Can compression be used as an intermediate step along the way.  That is, is the blockchain stored on the disk in an efficient manner?  Also, why do noobs have to dl the whole block chain from peers?  Its soooo slow.  Couldn't each release come along with a zipped copy of the blockchain up to the date it was released, along with a hard-coded hash of that block chain up till then with a built in check.  That way the user can just dl the whole shebang in one swoop.

These of course are not permanent measures but maybe as interim fixes for now.

Most of the sync time is spent doing ECDSA verification and disk I/O. Compression would actually make the problem worse. Packaging the block chain up to the latest checkpoint isn't a bad idea, but won't improve the situation as much as you probably think. The client would still have to verify the block chain, which means hours on end of 100% CPU utilization.

The real solution is to develop a way to avoid verification of historical data without compromising the security that verification provides. That's what this thread is about.

[jojkaart]

About rolling out new features and avoiding block chain splits, what we need is a good automatic system to automatically and democratically add any feature. Just like the implementation schedule of p2sh but being more like my proposal: time-flexible, with an additional temporal sub-chain, and for any feature. It may be difficult and problematic to code it only for one feature, but IMHO it's worth it if it's a generic implementation-deprecation system for determining the validity of blocks.

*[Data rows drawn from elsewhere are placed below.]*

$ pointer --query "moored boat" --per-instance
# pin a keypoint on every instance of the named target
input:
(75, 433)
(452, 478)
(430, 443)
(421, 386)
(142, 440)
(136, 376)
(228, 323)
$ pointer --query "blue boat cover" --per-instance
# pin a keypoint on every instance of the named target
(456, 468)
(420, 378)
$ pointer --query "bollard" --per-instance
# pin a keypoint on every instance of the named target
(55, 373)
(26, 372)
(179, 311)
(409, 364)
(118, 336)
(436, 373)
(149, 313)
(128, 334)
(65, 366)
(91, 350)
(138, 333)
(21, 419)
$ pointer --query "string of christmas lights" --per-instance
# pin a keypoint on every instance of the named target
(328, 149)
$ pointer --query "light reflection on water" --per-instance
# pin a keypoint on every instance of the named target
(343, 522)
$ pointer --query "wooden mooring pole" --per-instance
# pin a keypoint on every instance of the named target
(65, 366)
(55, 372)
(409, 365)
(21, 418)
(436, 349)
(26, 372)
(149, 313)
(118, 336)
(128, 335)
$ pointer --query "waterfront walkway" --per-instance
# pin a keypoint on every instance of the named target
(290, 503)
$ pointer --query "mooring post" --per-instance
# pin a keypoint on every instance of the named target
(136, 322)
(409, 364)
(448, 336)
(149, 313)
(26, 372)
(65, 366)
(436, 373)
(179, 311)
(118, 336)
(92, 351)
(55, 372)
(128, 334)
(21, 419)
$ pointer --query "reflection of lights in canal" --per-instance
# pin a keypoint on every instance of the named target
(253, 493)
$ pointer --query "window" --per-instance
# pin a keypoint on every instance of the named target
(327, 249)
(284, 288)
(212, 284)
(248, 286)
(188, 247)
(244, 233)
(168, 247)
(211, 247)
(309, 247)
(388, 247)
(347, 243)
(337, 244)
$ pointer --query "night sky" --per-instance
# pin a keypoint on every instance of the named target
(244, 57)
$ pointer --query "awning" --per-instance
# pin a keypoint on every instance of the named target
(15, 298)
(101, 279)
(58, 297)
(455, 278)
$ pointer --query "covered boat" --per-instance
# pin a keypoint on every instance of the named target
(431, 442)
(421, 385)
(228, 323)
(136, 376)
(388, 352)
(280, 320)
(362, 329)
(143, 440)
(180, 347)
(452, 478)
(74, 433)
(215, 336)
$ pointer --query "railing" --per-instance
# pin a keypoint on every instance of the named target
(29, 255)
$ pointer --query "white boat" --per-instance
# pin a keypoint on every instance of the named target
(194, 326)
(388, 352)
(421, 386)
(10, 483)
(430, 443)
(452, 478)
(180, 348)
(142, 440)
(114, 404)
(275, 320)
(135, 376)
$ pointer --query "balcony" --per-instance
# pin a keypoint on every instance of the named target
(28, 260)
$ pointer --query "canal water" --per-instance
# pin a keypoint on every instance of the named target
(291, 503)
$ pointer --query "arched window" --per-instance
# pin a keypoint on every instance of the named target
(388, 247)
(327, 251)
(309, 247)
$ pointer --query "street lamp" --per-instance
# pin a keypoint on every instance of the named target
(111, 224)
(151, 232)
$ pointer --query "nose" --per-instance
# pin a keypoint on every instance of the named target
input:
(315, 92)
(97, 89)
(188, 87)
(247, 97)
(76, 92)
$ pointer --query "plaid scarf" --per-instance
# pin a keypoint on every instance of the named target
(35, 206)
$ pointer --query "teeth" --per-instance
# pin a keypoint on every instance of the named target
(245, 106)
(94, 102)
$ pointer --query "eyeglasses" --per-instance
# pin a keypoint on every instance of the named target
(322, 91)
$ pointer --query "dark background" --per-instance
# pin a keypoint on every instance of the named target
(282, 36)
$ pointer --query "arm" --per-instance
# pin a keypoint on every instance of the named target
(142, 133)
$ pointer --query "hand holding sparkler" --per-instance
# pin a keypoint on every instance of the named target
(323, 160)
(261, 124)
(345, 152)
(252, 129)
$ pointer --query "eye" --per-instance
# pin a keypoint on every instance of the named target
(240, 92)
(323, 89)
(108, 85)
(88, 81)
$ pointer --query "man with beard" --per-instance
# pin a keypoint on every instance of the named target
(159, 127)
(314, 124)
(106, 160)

Maybe I'm misunderstanding the change your talking about. But I think this is dangerous.I use bitcoin because i trust the protocol behind to never change. If the majority or the devs can push a change in protocol, then I'm out. A way to compress the blockchain fine. A fork, hard or soft... mmmmm seems dangerous to me.

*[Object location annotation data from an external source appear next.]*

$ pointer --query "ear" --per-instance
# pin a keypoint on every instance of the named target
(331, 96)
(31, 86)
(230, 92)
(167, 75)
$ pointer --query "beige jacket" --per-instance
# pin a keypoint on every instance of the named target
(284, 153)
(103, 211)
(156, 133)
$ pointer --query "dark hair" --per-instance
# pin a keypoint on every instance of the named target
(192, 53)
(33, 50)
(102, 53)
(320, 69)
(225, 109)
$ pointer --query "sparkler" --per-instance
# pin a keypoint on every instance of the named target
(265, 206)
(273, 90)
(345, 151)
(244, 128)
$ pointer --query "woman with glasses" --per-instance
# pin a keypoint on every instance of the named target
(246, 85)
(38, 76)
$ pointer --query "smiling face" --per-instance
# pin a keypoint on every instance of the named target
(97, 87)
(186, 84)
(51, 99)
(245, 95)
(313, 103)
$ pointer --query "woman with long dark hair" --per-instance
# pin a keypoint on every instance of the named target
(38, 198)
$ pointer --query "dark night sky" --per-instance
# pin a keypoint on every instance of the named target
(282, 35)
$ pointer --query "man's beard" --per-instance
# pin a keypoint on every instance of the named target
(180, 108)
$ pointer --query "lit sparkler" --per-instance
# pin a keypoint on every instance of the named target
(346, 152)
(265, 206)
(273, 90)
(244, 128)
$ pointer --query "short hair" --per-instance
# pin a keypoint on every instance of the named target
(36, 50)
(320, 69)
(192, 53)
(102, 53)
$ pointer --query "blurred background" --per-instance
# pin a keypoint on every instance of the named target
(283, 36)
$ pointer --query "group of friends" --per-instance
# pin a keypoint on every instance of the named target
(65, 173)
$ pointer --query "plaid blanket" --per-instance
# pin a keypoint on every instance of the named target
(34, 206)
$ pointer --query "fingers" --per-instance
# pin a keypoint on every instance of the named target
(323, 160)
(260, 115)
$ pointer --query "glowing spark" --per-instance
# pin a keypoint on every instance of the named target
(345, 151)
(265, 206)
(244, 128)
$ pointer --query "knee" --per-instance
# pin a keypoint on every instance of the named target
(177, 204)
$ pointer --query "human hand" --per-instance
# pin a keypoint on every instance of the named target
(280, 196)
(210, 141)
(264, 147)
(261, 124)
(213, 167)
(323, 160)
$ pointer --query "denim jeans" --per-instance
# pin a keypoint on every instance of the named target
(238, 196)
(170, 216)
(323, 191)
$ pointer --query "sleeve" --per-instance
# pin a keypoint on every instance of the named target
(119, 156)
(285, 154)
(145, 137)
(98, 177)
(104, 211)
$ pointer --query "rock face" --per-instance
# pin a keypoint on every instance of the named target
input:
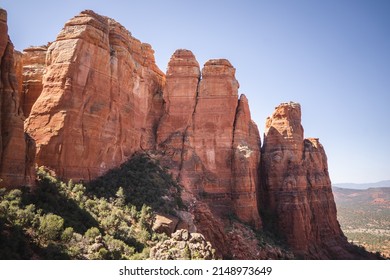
(208, 136)
(297, 195)
(16, 148)
(33, 68)
(101, 99)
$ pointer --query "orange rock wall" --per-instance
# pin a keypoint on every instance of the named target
(297, 198)
(16, 148)
(101, 99)
(208, 136)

There is at least one guaranteed hard fork that is going to happen eventually. Blocks are currently limited to maximum of 1 megabyte in size. This could start hampering further growth of Bitcoin usage starting sometime next year.

However, this doesn't mean Bitcoin devs can just push any change they want. Users and miners can always opt to not use whatever new version they put out.

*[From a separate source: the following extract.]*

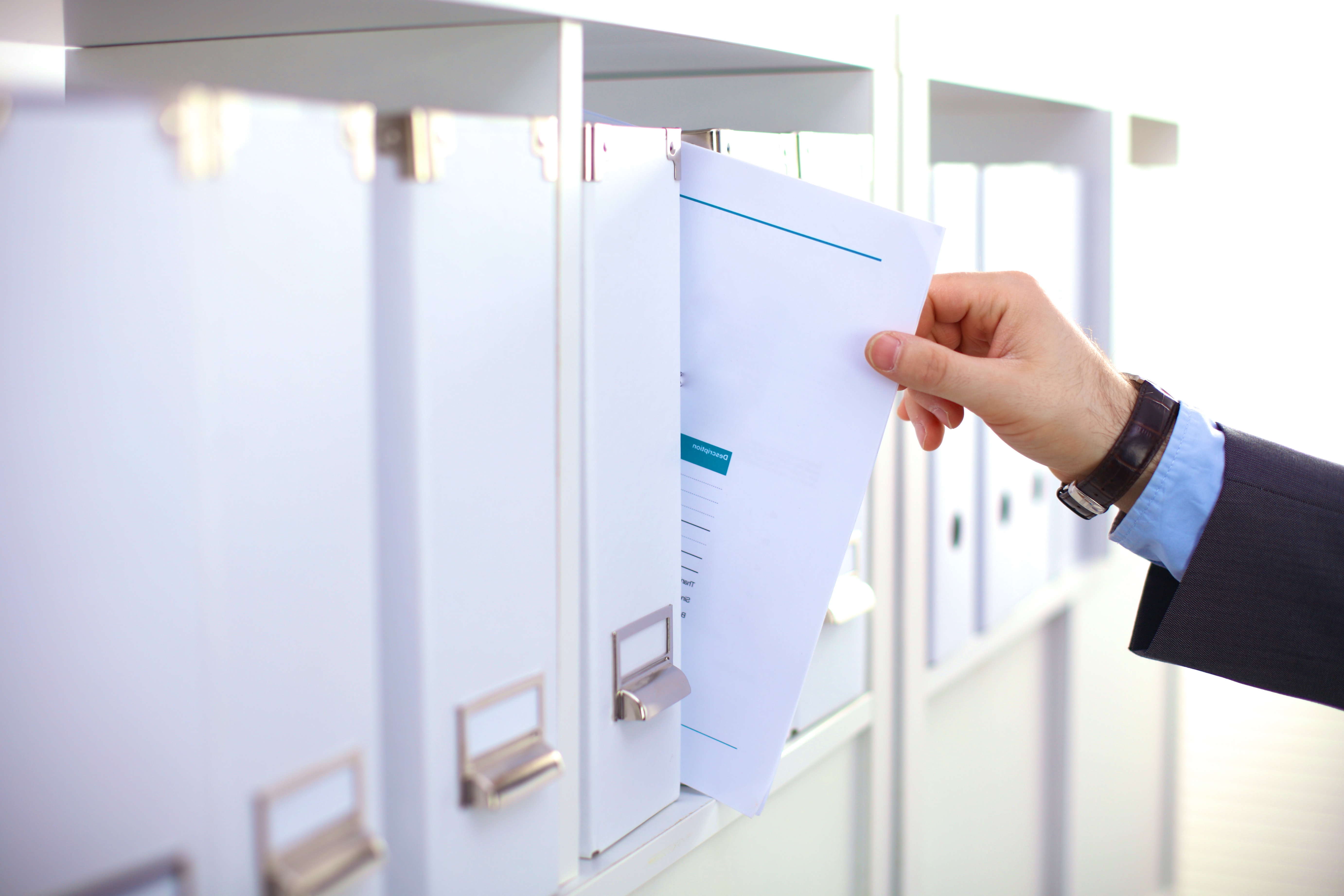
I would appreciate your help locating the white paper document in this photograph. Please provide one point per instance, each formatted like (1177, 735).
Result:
(783, 283)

In short, getting any change out needs a massive majority support from Bitcoin users to happen.

[unclescrooge]

About rolling out new features and avoiding block chain splits, what we need is a good automatic system to automatically and democratically add any feature. Just like the implementation schedule of p2sh but being more like my proposal: time-flexible, with an additional temporal sub-chain, and for any feature. It may be difficult and problematic to code it only for one feature, but IMHO it's worth it if it's a generic implementation-deprecation system for determining the validity of blocks.

Maybe I'm misunderstanding the change your talking about. But I think this is dangerous.I use bitcoin because i trust the protocol behind to never change. If the majority or the devs can push a change in protocol, then I'm out. A way to compress the blockchain fine. A fork, hard or soft... mmmmm seems dangerous to me.

There is at least one guaranteed hard fork that is going to happen eventually. Blocks are currently limited to maximum of 1 megabyte in size. This could start hampering further growth of Bitcoin usage starting sometime next year.

However, this doesn't mean Bitcoin devs can just push any change they want. Users and miners can always opt to not use whatever new version they put out.

In short, getting any change out needs a massive majority support from Bitcoin users to happen.

Do we need a fork for block size? (sorry I don't know a bit about this)

[jojkaart]

Do we need a fork for block size? (sorry I don't know a bit about this)

Yes,  it will be a fork because all current nodes on the network will ignore any block bigger than 1 megabyte. The best way to actually do this is to set a date (well, a block number in practise), say a year or two in the future and release a version that will keep rejecting blocks bigger than one megabyte until that block number is reached. After that it will accept blocks bigger than one megabyte.

Then, when a block that is bigger than one megabyte is created, the nodes with client versions after the update was made will accept the block and all the older versions will reject it. In practise, there's unlikely to be a real fork unless a significant portion of users refuse to upgrade.

- Joel

[Mageant]

You wouldn't have to update the meta-chain with every individual new block that comes out of the regular blockchain.

The lightweight client that uses the meta-chain could still store a small portion of the regular blockchain, something like the latest 100 blocks (max. 100 MB), alternatively this could be a variable of storage space.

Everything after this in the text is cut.